Some time around May or June 2003 I got a letter from social services asking me to contact them. In my innocence I thought it was a follow up to our claim for DLA (Disability Living Allowance), so from the disability team offering support. Not a bit of it, my sister had reported me for suspected Munchausen's by Proxy. The fact that she hadn't seen us for two years hadn't held her back. So to add to the difficulties of dealing with the school, the benefits system, a paediatrician from hell and a sick child, I now had to deal with a social services investigation. Fortunately, I laughed it off and suggested they check their files - we'd been there before when I wouldn't play ball with my dysfunctional family and that social worker had decided that I deserved sympathy: she found my family overbearing. I heard no more about the investigation, just silence. But it meant that I felt as if I couldn't contact Social Services for support in case I reopened that particular can of worms.
We also had a visit from the medical examiner from DLA. I'd read such horror stories of DLA being turned down that I pushed Emma to overdo it the day before so he could see how ill she really was. It was a mistake. She was back to having full body spasms, having to be held down on the bed so that she didn't involuntarily flick herself off on to the floor. It also took weeks to recover.
Another little humiliation was the monthly visit from the Educational Welfare Officer. He was pleasant enough, but the permanent checking up by officialdom was not. It also used energy better spent constructively.
This isn't all doom and gloom. Now, in April 2005, my daughter is much better and is doing her best to "pass as normal" at college. She's attending part time, taking 3 AS levels to add to the 5 GCSEs she passed well last summer. It has taken all this time inching forward to get this far, including over a year using a wheelchair. We passed on the GET (graded exercise therapy) and CBT (cognitive behaviour therapy), which was all that was on offer and relied on pacing and diet as treatment - going it alone.
A Personal Story-Sheila Barry
[Online]
‘You will have heard, or you will hear, from people who are very qualified to speak here - I regard myself as an ordinary mother but then nothing is ordinary if you have an ME sufferer in the family. So why have I travelled down from York to speak at this book launch. I am here to tell you of the devastating effect the situation outlined in this book, has on the lives of ME sufferers. Skewed clearly outlines the reasons why many of those suffering from ME feel alone, isolated and have little hope for the future.
I personally regard psychiatry as a growth industry. The number of conditions identified as mental illness has grown tremendously in recent years. MS and Parkinson's, among others, were earlier identified as psychiatric illnesses and recently I read that 'shyness' has been classified as a psychiatric condition.

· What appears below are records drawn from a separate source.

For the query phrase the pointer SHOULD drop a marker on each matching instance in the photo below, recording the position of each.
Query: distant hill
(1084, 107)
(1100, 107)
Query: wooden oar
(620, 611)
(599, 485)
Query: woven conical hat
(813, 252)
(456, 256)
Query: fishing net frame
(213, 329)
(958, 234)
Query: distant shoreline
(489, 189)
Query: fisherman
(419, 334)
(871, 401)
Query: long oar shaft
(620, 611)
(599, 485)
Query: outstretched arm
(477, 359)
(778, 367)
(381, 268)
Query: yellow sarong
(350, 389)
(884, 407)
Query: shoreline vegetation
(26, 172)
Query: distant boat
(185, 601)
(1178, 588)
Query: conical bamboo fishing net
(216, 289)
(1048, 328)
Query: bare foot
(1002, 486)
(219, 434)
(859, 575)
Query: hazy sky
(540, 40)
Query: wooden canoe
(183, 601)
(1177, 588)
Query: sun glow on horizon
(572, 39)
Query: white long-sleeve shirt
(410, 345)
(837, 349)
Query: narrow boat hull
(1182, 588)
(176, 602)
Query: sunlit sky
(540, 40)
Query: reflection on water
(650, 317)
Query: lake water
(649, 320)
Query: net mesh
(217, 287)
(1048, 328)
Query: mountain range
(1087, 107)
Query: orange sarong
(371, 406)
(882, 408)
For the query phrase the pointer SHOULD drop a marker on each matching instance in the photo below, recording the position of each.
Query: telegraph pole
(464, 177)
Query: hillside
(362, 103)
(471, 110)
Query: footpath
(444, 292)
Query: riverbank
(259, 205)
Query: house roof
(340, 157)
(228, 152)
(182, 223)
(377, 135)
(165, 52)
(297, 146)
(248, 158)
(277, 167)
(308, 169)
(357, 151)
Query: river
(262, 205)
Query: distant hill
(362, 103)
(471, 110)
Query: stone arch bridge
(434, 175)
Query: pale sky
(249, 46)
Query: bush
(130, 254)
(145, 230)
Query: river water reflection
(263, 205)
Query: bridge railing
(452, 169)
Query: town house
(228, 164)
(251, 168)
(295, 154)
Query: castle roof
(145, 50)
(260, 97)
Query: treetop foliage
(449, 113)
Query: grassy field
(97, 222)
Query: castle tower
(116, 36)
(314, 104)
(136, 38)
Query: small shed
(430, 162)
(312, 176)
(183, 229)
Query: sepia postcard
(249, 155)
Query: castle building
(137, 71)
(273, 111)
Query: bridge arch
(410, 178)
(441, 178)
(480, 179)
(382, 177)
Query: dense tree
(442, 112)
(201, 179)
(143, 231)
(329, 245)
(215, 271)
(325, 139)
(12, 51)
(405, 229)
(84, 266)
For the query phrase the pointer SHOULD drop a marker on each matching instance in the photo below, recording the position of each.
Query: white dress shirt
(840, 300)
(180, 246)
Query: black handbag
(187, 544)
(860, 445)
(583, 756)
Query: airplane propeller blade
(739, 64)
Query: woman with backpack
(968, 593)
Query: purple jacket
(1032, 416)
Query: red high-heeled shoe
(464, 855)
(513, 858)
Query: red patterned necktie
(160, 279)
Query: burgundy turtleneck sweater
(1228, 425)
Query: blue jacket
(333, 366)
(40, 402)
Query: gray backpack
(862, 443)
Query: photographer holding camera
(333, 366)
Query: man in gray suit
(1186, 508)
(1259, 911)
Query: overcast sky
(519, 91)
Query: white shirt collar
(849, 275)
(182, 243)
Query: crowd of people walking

How do they arrive at these decisions.
Psychiatrists classify a condition when a number of them are able to agree a criteria. They have no diagnostic tests. It is simply a matter of opinion.
I believe that the actions of the psychiatric lobby to have ME classified as a psychiatric illness and to prevent research into the cause, and a diagnostic test were the major reason that my daughter chose to end her life.’